カフェインは中枢神経を刺激する作用があり、妊婦が摂り過ぎると不眠、脱水症状が出ますし、低体重児になるリスクが高まります。適量は、コーヒーだと1日2杯までです。

カフェインレスのコーヒー等、カフェインレス飲料も市販されていますので、妊娠中は置き換えてみてもいいでしょう。

カフェインはコーヒーだけでなく、緑茶、紅茶、ウーロン茶にも豊富に含まれていて、水分補給で多く飲んでしまい摂りすぎていることがあります。気を付けましょう。

糖質が多い飲み物

糖質が多い飲み物は、血糖値を急激に上げてしまい、妊娠糖尿病になったり胎児の発育に悪影響を与えたりします。

妊娠糖尿病は、妊娠することで血糖値を下げるインスリンの効き目が悪くなってしまい、普段の食事量でも血糖値がなかなか下がらず、高血糖になってしまう病気です。

妊娠糖尿病のほとんどは産後には治ります。しかし、妊娠中の高血糖は、胎児の奇形、発達障害、黄疸、胎児死亡等のリスク、妊婦の流産、早産、妊娠高血圧症のリスクを増やしてしまいます。

一見、健康にいいイメージのスポーツドリンクでも糖分は20〜30g含まれていて、いつの間にか糖質を多く摂ってしまうことがあるので注意しましょう。

妊娠中はアルコールが含まれる食べ物にも要注意

アルコールと言えばお酒のイメージが強いですが、調味料としてお酒を使用している食べ物が多くあります。

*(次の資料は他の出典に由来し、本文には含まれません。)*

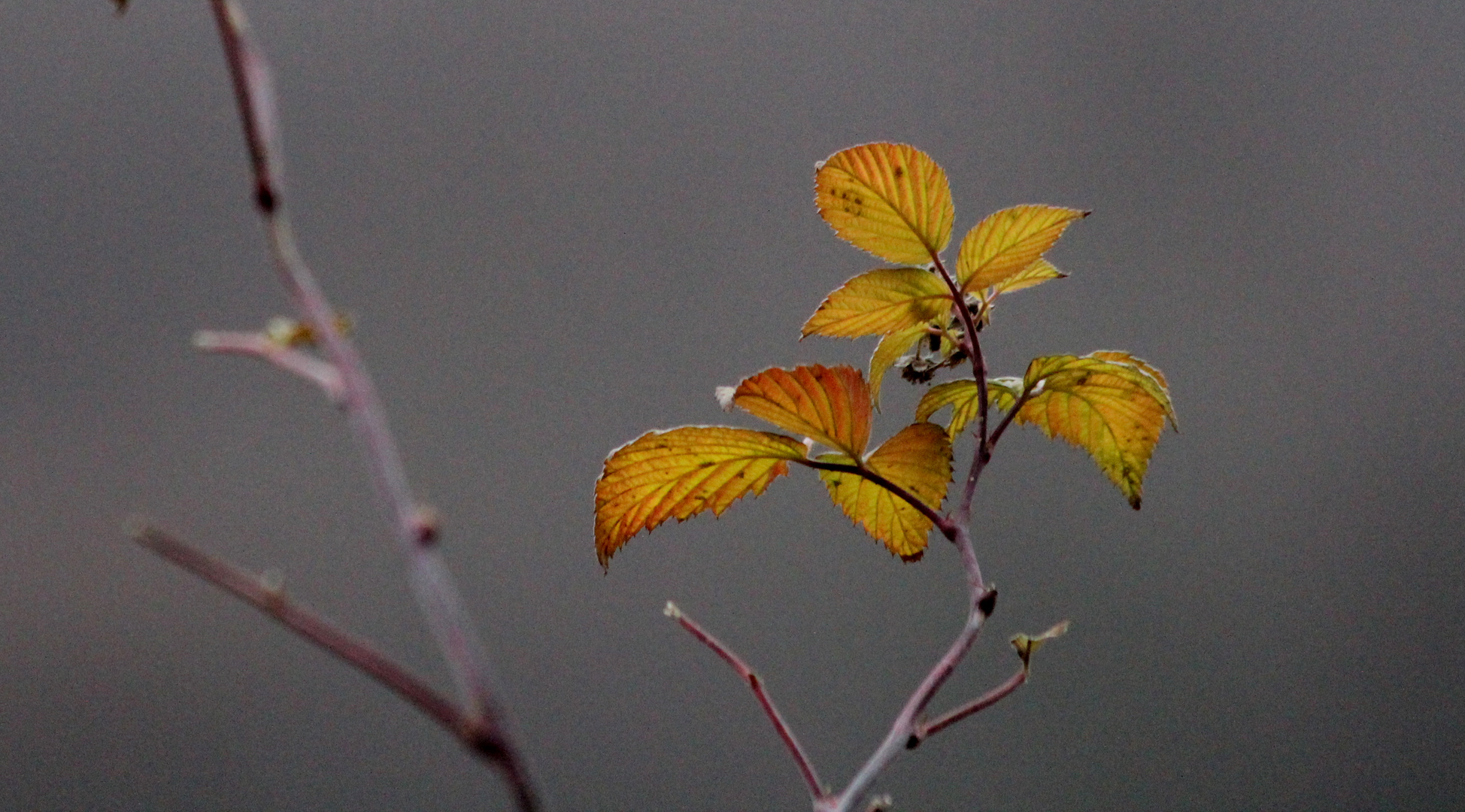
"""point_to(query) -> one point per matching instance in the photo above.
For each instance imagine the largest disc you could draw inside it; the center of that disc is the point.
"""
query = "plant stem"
(927, 730)
(290, 359)
(806, 768)
(942, 523)
(271, 600)
(904, 725)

食べ物でも摂りすぎると妊婦、胎児に影響が出ますので気をつけましょう。

例えば、奈良漬、かす漬け、洋酒入りチョコレート、人気洋菓子のカヌレ等にもアルコールが含まれています。パッと見ても分からないものが多いので、成分表示に「アルコール〇%」「洋酒」等の記載、妊娠中は控える旨の注意書きがないか確認しましょう。

妊活中にお酒を飲む頻度や注意点。

 

妊娠中はお酒は服用できませんが、妊活中は適量であればお酒を飲むことができます。

ただ、妊娠のごく初期は悪阻等の体調変化がないので、本人でも妊娠していることに気づいていないことが多いです。

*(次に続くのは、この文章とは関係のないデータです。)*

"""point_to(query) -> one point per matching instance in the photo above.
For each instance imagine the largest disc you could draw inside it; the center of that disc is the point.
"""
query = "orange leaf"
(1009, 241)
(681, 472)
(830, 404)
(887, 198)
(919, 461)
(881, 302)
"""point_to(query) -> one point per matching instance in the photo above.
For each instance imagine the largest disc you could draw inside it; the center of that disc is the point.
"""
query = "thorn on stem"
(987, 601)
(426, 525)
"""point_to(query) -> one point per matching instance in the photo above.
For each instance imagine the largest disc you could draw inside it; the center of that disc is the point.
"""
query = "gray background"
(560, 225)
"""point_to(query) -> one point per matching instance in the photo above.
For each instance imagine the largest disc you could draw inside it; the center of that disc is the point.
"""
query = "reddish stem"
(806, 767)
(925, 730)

「妊娠していたのにお酒を飲んでしまっていた」という状況もありますので、妊活を意識している人は、できるだけ飲酒は避けたほうがいいでしょう。

ここでは、妊活に影響しないお酒の適量、お酒を飲まなくても楽しめる方法を説明していきます。

1日に2杯までに抑える

海外の研究で、1週間に14杯以上飲酒をした女性は、妊娠率が18%低下したという報告があります。

下記の用量をそれぞれ1杯と換算し、1日平均2杯、1週間で合計14杯までにして飲み過ぎないように注意しましょう。

  • 缶ビール:1本
  • ワイン:グラス1杯
  • ウイスキー、焼酎、ジン:20ml

週2日の休肝日を作る

アルコールは肝臓で代謝され、分解されていくので、肝臓に負担をかけています。肝臓は沈黙の臓器と言われていて、負担がかかっていても症状がないのが特徴です。そのため、定期的に肝臓をケアすることが大切です。

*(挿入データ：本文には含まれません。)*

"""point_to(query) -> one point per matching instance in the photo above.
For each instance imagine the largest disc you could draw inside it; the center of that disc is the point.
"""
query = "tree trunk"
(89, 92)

また、飲み続けていると飲まずにはいられなくなってしまい、アルコール依存症のリスクが上がります。

肝臓の健康のためには、適量飲酒を心がけ、週2日の休肝日を作ることで肝臓の回復を助け、アルコール依存症の予防にもつながります。

就寝前の飲酒は控える

就寝前の飲酒は一時的には寝つきが良くなりますが、飲酒していないときよりも睡眠が浅くなり、夜中に目が覚めることが増えてしまいます。結果的に全体の睡眠の質は低下します。

深い睡眠は、成長ホルモンが分泌され、臓器の修復や自律神経を整え、脳の修復を行う重要な時間帯です。妊活中は、健康のためにも睡眠の質を上げることが重要です。

飲酒は、就寝の3〜4時間前には済ませてしまいましょう。

ノンアルコールに変える

最近ではノンアルコールのビール、発泡酒が増えてきています。

ノンアルコール飲料は、お酒の風味によく似せて作られた飲料で、アルコール含有量は1%以下と定められています。

つまり、アルコールが0.00%のものもあれば、多少含有しているものもあるので、含有量は確認し、飲み過ぎには注意しましょう。

米麹の甘酒に変える

甘酒には2種類あり、酒粕と米麹から作られるものがあります。

酒粕の甘酒はアルコールが入っていますが、米麹の甘酒はアルコールを含んでいません。

米麹の甘酒には、ビタミン、ブドウ糖やオリゴ糖を含んでいて「飲む点滴」と言われるほど栄養価が高く飲みやすいのが特徴です。

妊活、妊娠中、産後どのタイミングでも勧められる飲み物です。

妊活中に飲みたい飲み物

妊活中はストレスを溜めないこと、十分な栄養を摂ることが重要です。

ここでは、妊活中に飲んでもらいたい飲み物を紹介します。

豆乳

豆乳にはイソフラボンが含まれていて、女性ホルモンのエストロゲンと働きが似ています。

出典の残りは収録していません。